Most people will say it’s okay to beat someone at gin rummy or beat someone else out for a job. But most people will say it’s not okay to cause the death of a customer by denying necessary medical treatment just to increase your profits.
Unregulated capitalism is about going to that extreme, a Darwinian drama in which only the fittest survive. In the economic arena, it has always been preached that unregulated capitalism leads to maximum competition, resulting in the lowest prices and the best selection.

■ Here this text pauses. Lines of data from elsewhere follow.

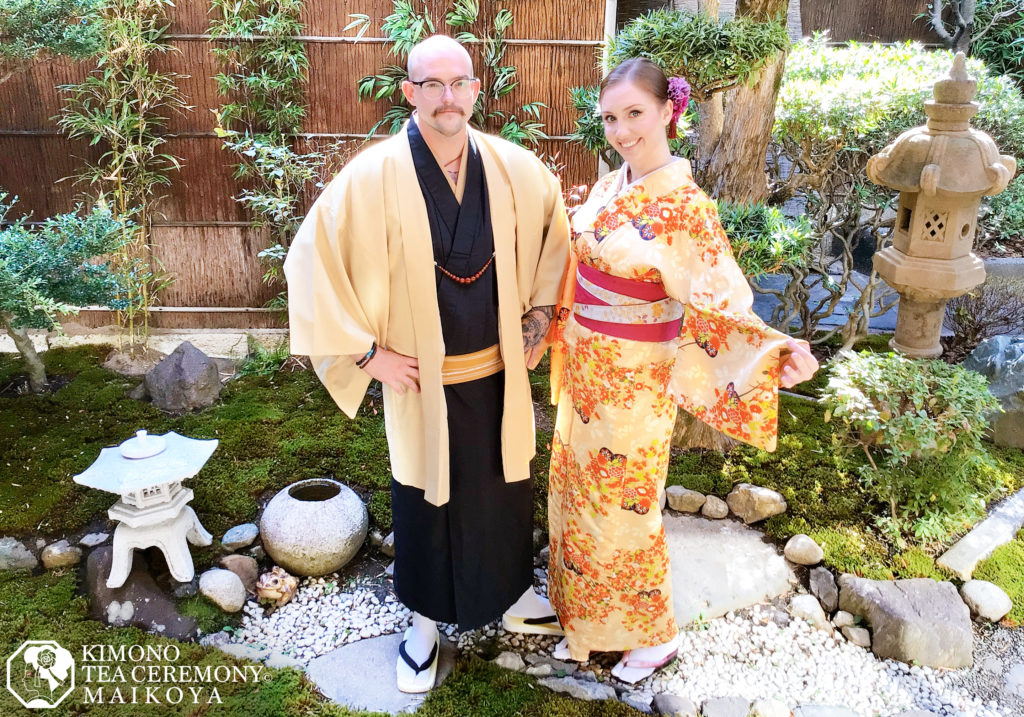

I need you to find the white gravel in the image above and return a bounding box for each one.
[216,570,1018,717]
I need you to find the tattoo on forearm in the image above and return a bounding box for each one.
[522,306,555,351]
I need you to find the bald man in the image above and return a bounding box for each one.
[285,36,568,692]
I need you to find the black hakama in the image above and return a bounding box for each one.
[391,120,534,630]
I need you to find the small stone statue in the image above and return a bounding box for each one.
[256,565,299,607]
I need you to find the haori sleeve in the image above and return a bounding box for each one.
[662,195,787,451]
[285,160,389,418]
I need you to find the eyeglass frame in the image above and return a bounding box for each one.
[406,77,480,99]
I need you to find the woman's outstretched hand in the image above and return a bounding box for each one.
[779,339,818,388]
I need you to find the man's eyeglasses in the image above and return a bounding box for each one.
[409,77,476,99]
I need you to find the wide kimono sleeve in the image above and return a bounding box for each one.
[285,153,390,418]
[662,195,788,451]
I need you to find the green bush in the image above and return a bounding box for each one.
[822,351,1008,540]
[971,0,1024,88]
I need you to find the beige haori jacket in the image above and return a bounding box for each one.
[285,121,568,505]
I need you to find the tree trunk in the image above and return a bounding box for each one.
[693,0,725,182]
[0,317,50,393]
[703,0,790,203]
[672,409,738,453]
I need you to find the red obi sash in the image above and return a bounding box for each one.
[573,263,683,343]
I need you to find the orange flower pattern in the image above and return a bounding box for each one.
[548,162,786,660]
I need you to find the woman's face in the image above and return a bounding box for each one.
[600,80,672,167]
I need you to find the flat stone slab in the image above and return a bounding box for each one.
[935,491,1024,580]
[306,632,458,715]
[665,513,796,625]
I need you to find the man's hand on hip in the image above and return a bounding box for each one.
[358,347,420,393]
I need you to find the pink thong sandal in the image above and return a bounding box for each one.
[615,648,679,684]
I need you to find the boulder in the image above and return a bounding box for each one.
[0,538,39,571]
[84,545,199,640]
[199,567,246,613]
[964,336,1024,448]
[220,555,259,595]
[790,595,833,633]
[145,341,221,414]
[700,496,729,520]
[810,567,839,614]
[782,533,825,565]
[40,540,82,571]
[725,483,786,525]
[220,522,259,551]
[839,575,974,669]
[842,625,871,649]
[961,580,1014,623]
[492,651,526,672]
[651,692,699,717]
[665,486,707,513]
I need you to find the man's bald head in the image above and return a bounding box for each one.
[407,35,473,80]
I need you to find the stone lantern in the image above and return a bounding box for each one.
[867,52,1017,359]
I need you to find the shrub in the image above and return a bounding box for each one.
[943,277,1024,361]
[822,352,1006,539]
[971,0,1024,87]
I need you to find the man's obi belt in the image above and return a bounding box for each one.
[441,343,505,386]
[572,264,683,342]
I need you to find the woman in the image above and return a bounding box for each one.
[548,59,817,682]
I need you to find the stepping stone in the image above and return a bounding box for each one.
[306,632,458,715]
[935,491,1024,580]
[665,513,796,625]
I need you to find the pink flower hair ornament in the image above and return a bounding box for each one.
[669,77,690,139]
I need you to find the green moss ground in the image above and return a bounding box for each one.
[0,347,1024,717]
[974,531,1024,625]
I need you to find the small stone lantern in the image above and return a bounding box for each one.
[867,52,1017,359]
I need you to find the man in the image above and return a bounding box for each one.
[285,36,568,691]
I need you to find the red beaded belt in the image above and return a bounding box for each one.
[572,263,683,342]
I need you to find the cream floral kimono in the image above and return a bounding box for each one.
[548,160,786,660]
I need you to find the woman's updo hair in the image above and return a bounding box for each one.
[598,57,669,102]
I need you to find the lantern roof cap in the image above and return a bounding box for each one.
[867,52,1017,197]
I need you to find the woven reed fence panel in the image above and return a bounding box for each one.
[0,0,606,328]
[800,0,939,43]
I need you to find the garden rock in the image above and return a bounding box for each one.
[961,580,1014,623]
[790,595,833,633]
[665,486,707,513]
[40,540,82,571]
[810,567,839,614]
[84,545,199,640]
[538,677,617,700]
[199,567,246,613]
[651,692,699,717]
[220,555,259,595]
[748,700,793,717]
[493,651,526,672]
[964,336,1024,448]
[0,538,39,571]
[782,533,825,565]
[78,533,111,548]
[306,633,458,714]
[700,496,729,520]
[664,512,794,625]
[725,483,786,525]
[843,625,871,649]
[833,609,856,629]
[700,697,751,717]
[145,341,221,414]
[220,522,259,551]
[839,575,974,669]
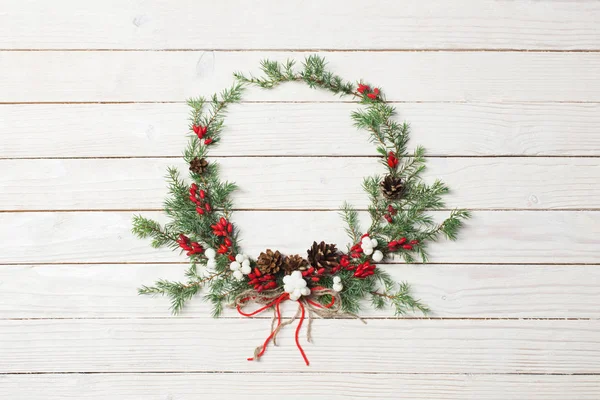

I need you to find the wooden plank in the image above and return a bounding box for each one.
[0,0,600,50]
[0,319,600,374]
[0,211,600,264]
[0,264,600,319]
[0,157,600,210]
[0,51,600,102]
[0,372,600,400]
[0,103,600,158]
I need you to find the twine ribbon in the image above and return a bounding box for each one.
[235,287,356,365]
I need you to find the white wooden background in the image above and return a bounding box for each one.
[0,0,600,400]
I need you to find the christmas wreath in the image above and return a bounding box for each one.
[133,55,469,365]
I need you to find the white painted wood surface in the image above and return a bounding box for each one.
[0,0,600,400]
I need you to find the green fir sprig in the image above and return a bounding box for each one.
[133,55,470,316]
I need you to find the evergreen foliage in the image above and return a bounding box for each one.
[133,55,469,316]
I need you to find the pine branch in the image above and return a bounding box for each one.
[340,202,361,243]
[131,215,177,248]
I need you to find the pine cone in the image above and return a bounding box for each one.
[283,254,308,275]
[256,249,283,274]
[381,175,404,200]
[307,242,340,273]
[190,157,208,175]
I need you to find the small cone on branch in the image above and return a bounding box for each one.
[307,242,340,273]
[283,254,308,275]
[256,249,283,274]
[381,175,404,200]
[190,157,208,175]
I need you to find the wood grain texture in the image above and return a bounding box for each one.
[0,264,600,318]
[0,51,600,103]
[0,211,600,264]
[0,157,600,210]
[0,373,600,400]
[0,0,600,50]
[0,319,600,374]
[0,103,600,158]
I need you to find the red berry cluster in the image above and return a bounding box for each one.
[177,233,204,257]
[248,268,277,293]
[388,237,419,252]
[210,217,235,261]
[356,83,380,100]
[354,260,375,279]
[190,183,212,215]
[383,204,398,224]
[192,125,213,146]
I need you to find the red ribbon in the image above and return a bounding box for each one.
[237,293,335,365]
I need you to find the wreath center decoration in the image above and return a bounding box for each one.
[133,55,469,365]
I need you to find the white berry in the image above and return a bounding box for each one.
[372,250,383,262]
[233,269,244,281]
[240,263,252,275]
[204,249,217,260]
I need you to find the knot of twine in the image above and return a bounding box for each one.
[232,287,366,365]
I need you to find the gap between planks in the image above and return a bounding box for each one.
[0,47,600,53]
[0,370,600,376]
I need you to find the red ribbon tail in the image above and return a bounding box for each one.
[245,293,288,361]
[296,301,310,366]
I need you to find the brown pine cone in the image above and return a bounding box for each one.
[256,249,283,274]
[381,175,404,200]
[307,242,340,273]
[190,157,208,175]
[283,254,308,275]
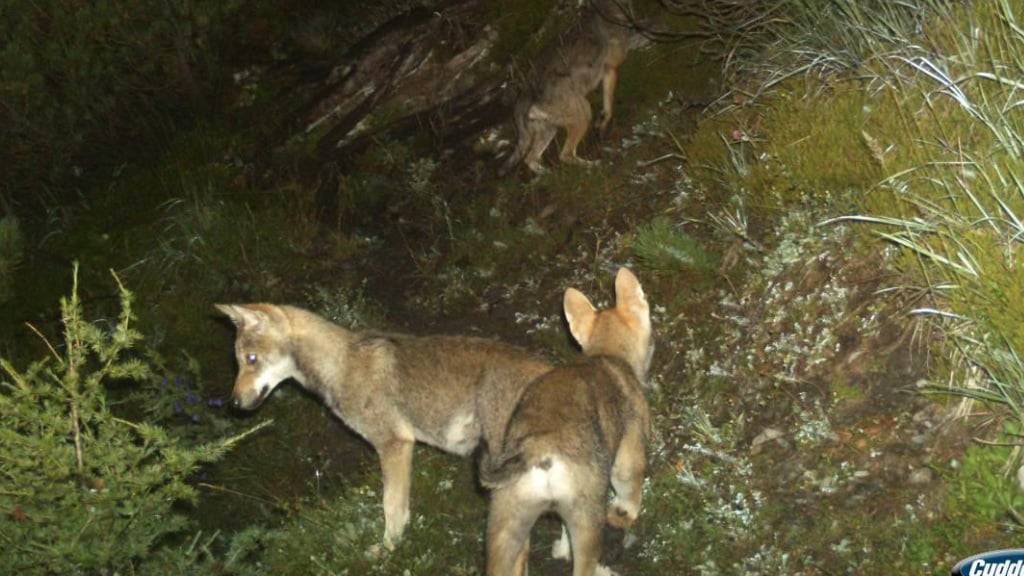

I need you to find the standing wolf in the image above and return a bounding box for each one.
[216,304,551,548]
[502,0,643,173]
[480,269,654,576]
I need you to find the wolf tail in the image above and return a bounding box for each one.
[479,446,527,489]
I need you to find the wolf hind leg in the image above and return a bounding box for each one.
[377,438,414,550]
[487,485,544,576]
[523,120,558,174]
[607,425,647,529]
[559,499,607,576]
[558,96,593,166]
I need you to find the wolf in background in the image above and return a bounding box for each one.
[501,0,646,174]
[216,303,551,549]
[479,269,653,576]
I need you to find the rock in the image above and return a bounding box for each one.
[908,468,935,485]
[751,427,783,454]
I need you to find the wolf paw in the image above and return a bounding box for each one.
[551,526,572,562]
[607,502,637,530]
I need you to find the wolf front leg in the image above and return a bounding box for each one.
[377,438,415,550]
[597,67,618,134]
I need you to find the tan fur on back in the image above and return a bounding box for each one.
[217,304,551,547]
[502,0,638,172]
[480,269,653,576]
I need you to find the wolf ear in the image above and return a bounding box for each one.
[213,304,269,330]
[615,268,650,331]
[562,288,597,348]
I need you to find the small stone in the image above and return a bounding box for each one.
[751,428,782,454]
[908,468,935,485]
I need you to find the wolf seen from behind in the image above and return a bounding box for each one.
[479,269,653,576]
[502,0,645,174]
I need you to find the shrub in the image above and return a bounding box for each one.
[633,216,714,273]
[0,268,261,574]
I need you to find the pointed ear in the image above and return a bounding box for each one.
[213,304,268,330]
[615,268,650,330]
[562,288,597,348]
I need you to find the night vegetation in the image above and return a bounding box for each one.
[0,0,1024,575]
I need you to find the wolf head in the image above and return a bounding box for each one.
[214,304,301,410]
[563,268,654,382]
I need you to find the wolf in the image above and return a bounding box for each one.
[501,0,646,174]
[479,268,654,576]
[215,303,551,549]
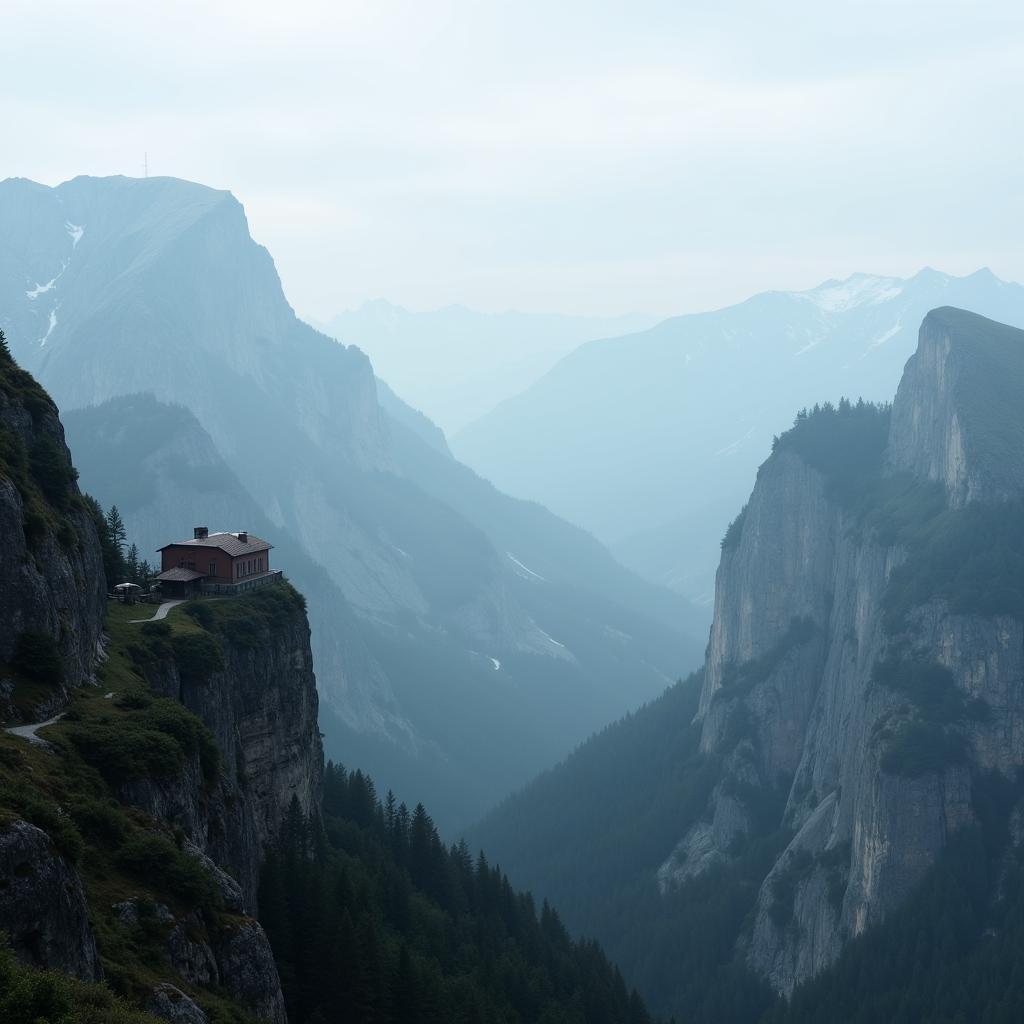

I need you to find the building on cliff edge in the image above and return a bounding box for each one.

The trouble is that it’s been repeatedly proven false.
Instead, larger players gobble up smaller, less powerful companies, which inescapably leads to anti-competitive monopolies. These monopolies always result in a decline in innovation and an increase in price.
Over the years since the Gilded Age, we have continually increased regulations to soften the sharp, jagged edges of capitalism by dismantling monopolies while providing protection for citizens through programs like Social Security, Medicare, Medicaid, and Obama’s Affordable Care Act (ACA).
At this point in time, we don’t know much about the motive for Mr. Thompson’s death. But we know much about Donald Trump. We know he wants to free businesses from the government’s regulatory grasp.
We know that Trump wants to end ACA, a government regulation that makes health insurance more affordable. He would have applauded Mr. Thompson, seeing nothing wrong with how he ran UnitedHealthcare. In Trump’s transactional world, health care is not a right. It is a privilege if you can afford it.
So, in conclusion, using Hannah Arendt’s analogy, Mr. Thompson was, perhaps, merely thoughtless. What is evil is the brand of unregulated capitalism that Donald Trump fantasizes about.